At one year, there were no significant differences—in the intention-to-treat population—between the two groups in the rate of the primary endpoint: 5% for oxygen vs. 5.1% for ambient air (p=0.8). This finding was consistent across all pre-specified subgroups. Additionally, there were no significant differences between groups in the rate of rehospitalisation for myocardial infarction (at one year) or in the 30-day composite rate of death and rehospitalisation for myocardial infarction.
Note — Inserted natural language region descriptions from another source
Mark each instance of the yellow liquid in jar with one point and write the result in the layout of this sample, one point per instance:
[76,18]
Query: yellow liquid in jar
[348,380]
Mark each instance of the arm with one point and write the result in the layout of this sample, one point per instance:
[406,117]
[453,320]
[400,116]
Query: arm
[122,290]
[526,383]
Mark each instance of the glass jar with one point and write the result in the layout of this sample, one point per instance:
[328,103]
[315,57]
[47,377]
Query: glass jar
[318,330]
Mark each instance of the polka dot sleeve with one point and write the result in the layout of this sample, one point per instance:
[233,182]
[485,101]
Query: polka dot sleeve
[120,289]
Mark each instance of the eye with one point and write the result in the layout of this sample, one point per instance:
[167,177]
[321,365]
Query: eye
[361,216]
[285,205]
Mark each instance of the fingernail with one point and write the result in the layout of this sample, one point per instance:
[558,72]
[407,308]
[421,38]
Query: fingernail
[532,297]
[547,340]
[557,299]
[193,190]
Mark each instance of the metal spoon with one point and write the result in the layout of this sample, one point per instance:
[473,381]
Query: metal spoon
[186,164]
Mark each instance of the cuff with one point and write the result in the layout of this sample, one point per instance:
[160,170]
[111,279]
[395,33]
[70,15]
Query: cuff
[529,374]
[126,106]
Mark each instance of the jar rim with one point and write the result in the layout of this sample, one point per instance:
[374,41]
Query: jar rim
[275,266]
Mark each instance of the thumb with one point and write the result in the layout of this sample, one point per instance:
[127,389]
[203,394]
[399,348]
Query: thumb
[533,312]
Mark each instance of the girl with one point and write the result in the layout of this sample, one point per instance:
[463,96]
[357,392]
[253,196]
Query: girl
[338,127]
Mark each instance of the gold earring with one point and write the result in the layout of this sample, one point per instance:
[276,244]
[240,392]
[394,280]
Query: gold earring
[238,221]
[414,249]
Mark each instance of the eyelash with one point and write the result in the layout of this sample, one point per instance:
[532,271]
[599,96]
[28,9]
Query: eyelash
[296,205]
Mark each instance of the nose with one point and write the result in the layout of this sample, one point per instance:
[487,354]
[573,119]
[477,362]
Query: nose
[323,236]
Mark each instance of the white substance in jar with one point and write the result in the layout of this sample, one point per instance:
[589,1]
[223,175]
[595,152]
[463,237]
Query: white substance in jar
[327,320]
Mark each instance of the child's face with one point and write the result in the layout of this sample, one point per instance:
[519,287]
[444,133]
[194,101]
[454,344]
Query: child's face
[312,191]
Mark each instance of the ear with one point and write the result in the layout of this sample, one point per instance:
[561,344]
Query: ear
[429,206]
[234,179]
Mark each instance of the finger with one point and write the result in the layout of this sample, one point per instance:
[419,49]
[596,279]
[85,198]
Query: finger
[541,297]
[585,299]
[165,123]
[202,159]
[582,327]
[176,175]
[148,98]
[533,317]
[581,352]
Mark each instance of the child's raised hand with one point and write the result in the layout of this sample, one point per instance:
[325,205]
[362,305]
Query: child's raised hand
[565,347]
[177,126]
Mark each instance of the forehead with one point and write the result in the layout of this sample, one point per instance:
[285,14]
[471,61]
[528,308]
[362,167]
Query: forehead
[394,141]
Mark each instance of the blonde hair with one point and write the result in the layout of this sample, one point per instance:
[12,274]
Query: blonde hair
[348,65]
Furthermore, according to Hofmann, when measured by highly sensitive Troponin T, the extend of myocardial injury in the oxygen and ambient air group was “virtually identically”.

Concluding, he said: “In this pragmatic, registry-based randomised clinical trial evaluating supplemental oxygen vs. ambient air in patients presenting with suspected myocardial infarction who did not have hypoxaemia, we did not find a beneficial effect of oxygen treatment with respect to all-cause mortality at one year.”

Going forward, Hofmann told Cardiovascular news, the use of oxygen therapy should be guided by saturation levels. “With levels of 90% or above the patient with suspected acute myocardial infarction does not gain benefit of supplemental oxygen and, therefore, it should not be used. Thereby the caregiver wins both time to treat the patients with other more effective measures and saves money for the healthcare system,” he says.

Noting that, based on the findings of DETOX-AMI, European guidelines no longer recommended supplemental oxygen, Hofmann believes other guidelines should follow this example. He notes: “Soon, we will be able to provide more detailed info on other outcomes, but for the routine use in patients with suspected acute myocardial infarction, oxygen should not be recommended henceforth.”

The study was simultaneously published in The New England Journal of Medicine.